Metadata-Version: 2.1
Name: basil-parser
Version: 0.4.2
Summary: Parser library using JSON file to describe language.
Author-Email: Luuk Verweij <luuk_verweij@msn.com>
License: MIT
Requires-Python: >=3.11
Description-Content-Type: text/markdown

# Basil

Simple Parser Library. Describe the syntax in a JSON file.

Features:
* Easy to use
* Syntax description in JSON, no complicated notation
* Transform parse tree to any type you want
* Helpful messages when parser runs into errors

Limitations:
* Does not detect conflicts
* Not designed for speed


### How to use

If you're unfamiliar with parsers, please read the section on [lingo used](#lingo-used) below.

##### 1. Create the syntax JSON for your language.
See [this example](tests/json_parser/syntax.json), which describes the syntax of a subset of JSON.

The JSON should be an object with the following values:
* a `keyword_tokens` object, where the name is the token type in `snake_case` and the value is a regex for tokens of this type.
* a `regular_tokens` object, similar to keyword tokens, except names can't overlap. Keyword tokens are considered higher priority.
* a `filtered_tokens` array of strings. Lists token types that should be ignored. This is sometimes useful for getting rid of whitespace.
* a `nodes` object, where the name is the node type in `TITLE_CASE` and the value is an expression describing which configuration of child (tokens and nodes) is allowed, using this syntax:
    * `expr | expr`: choose one of the expressions
    * `(expr expr)`: combine expressions into one
    * `expr*`: repeat expression 0 or more times
    * `expr+`: repeat expression 1 or more times
    * `expr?`: expression is optional
* a `root_node` string value, indicating the node type of the root of the parse tree.


##### 2. Parse and transform

In your python code load the JSON with the `FileParser`. You only need to load the `FileParser` once, regardless of how many files are parsed, because it doesn't change any state when parsing files.

The output of the parser is hard to work with, so we transform it into something more workable. To allow the user to transform nodes and tokens into any type, a transformer function must be implemented with signatures as in the below example.
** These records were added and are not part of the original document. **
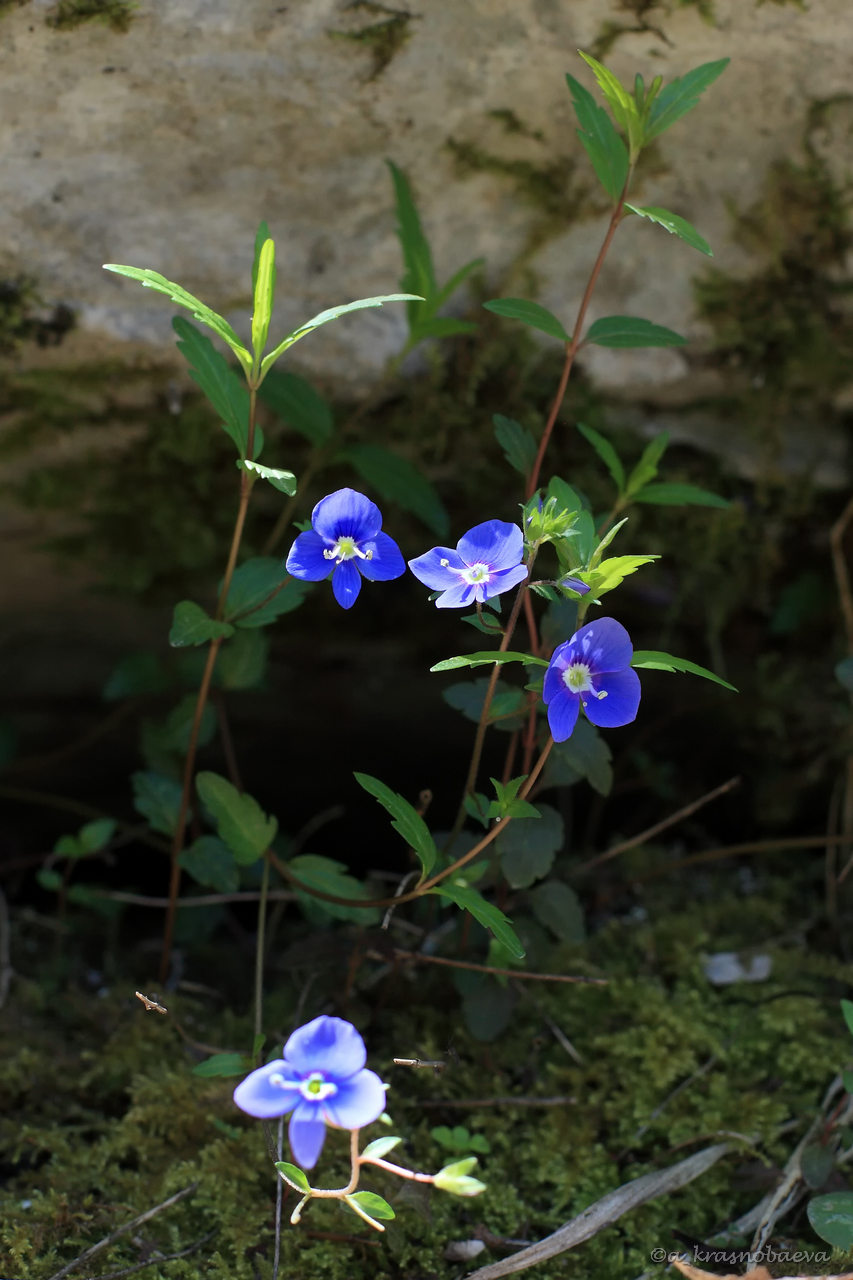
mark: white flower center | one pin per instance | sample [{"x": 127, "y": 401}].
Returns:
[
  {"x": 346, "y": 548},
  {"x": 578, "y": 680}
]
For a concrete working example, see how `parse_text_and_transform()` is used in `basil_json_loads()` in [this example](tests/json_parser/test_parser_transformed.py).


```py
from pathlib import Path
from basil.file_parser import FileParser

parser = FileParser(Path("path/to/your/syntax.json"))

transformed = parser.parse_text_and_transform(
    "code in your language",
    node_type="your root_node",
    node_transformer=node_transformer,
    token_transformer=token_transformer,
)

TRANSFORMED_TYPE = ... # Some union of types

def node_transformer(
    node_type: str, children: List[TRANSFORMED_TYPE | Token]
) -> TRANSFORMED_TYPE:
    # Translate to a TRANSFORMED_TYPE value based on the node type and it's children
    ...

def token_transformer(token: Token) -> TRANSFORMED_TYPE | Token:
    # Translate to TRANSFORMED_TYPE based on token.type or token.value
    # It is also possible to return `token` as is.
    ...
```

##### 3. Test

As usual, testing is optional but recommended. Regexes are tricky. The parser may not match things they way you expect. It is a good idea to test at least all nodes with some inputs that should match and some that should not. See [this file](tests/json_parser/test_parser.py) as an example.


### Lingo used

##### Tokenizer
Chops a file into a list of tokens, which are effectively small chunks of text. When a file is tokenized successfully, every character in the file is part of exactly one token. When the values of all tokens are pasted together, we get the original file.

##### Parser
Translates a list of tokens into a parse-tree consisting of tokens and nodes.

##### Token
A token is a piece of text (value) that has a certain token type. This is usually a single word or a sequence of characters indicating the start, end (such as brackets) or separation (such as comma's) of other parts of the file. Tokens are described by a regex in the syntax JSON.

##### Node
Contains a list of children Used to group tokens into a block of code, or data. The types of nodes and tokens that are accepted for a node type are described in the syntax JSON.


### Name
This project was called "Basil" because many people call their parser library parsley.

### License
This software is released under the [BSD license](./LICENSE.md).